Ni fueron treinta mil, ni fueron necesariamente inocentes. Dos verdades que es necesario repetir hasta escandalizar; dos mentiras -las que nieguen estos asertos- que es necesario desenmascarar.


3- Mentira moral

Queda un tercer ámbito de análisis de esta delicada cuestión, ya no cuántico ni conceptual sino moral.

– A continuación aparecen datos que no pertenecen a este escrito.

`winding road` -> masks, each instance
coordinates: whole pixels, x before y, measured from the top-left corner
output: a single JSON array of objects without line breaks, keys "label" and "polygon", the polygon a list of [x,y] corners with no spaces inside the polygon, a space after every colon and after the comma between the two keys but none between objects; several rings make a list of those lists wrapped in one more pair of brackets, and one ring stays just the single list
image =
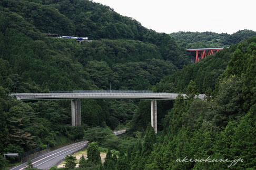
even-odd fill
[{"label": "winding road", "polygon": [[[73,154],[80,150],[86,146],[87,144],[88,141],[82,141],[73,143],[47,153],[31,160],[33,166],[40,169],[48,169],[61,160],[63,160],[66,155]],[[27,163],[25,163],[9,170],[23,170],[26,168],[27,164]]]}]

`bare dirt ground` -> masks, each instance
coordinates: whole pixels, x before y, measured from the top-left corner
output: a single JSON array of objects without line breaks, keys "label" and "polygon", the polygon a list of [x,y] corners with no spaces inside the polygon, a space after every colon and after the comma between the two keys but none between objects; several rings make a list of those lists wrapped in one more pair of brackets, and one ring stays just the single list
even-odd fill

Creyeron muchos al principio, que quienes reclamaban los cuerpos de sus parientes, lo hacían asistidos del comprensible dolor, contritos ante el drama, contestes en que la guerra –por feroz que resulte- no puede avasallar el derecho natural de enterrar a los muertos. La comparación con la helénica Antígona se imponía casi espontáneamente, y allí estaba la obra de Marechal –Antígona Vélez- para recordarnos que la tragedia de Sófocles, aplicada a la patria argentina, reclamaba una cruz para los caídos de un lado y del otro, conforme a nuestras mejores tradiciones.

Pronto se supo –y quien no quiera saberlo hoy es un cómplice del mito rojo- que no era el rescate de cuerpos entrañables ni la erección de sepulcros con cruces, los móviles de aquellas feroces reclamantes. No era la voz de la heroína sofocleana que, en pleno paganismo, le impetraba evangélicamente al tirano Creonte, “no nací para compartir el odio sino el amor”. Era exactamente lo contrario. Era el grito soez de un odio destemplado y rencoroso, la manipulación del luto, internacionalmente financiado, el impiadoso uso de cadáveres que se arrojaban al rostro del enemigo como si fueran balas, la expresión inequívoca y explícita de que aquellas furias sólo querían continuar desatando la insurrección marxista. De cien maneras diversas, a cual más chabacana y gruesa, lo ha dicho la señora Bonafini en los últimos cinco lustros; y ha ido tan lejos en su monstruosa verborragia vindicativa, que no pocos de sus admiradores creyeron oportuno tomar alguna distancia pública. Excepto quien funge hoy de presidente, que se ha declarado su hijo.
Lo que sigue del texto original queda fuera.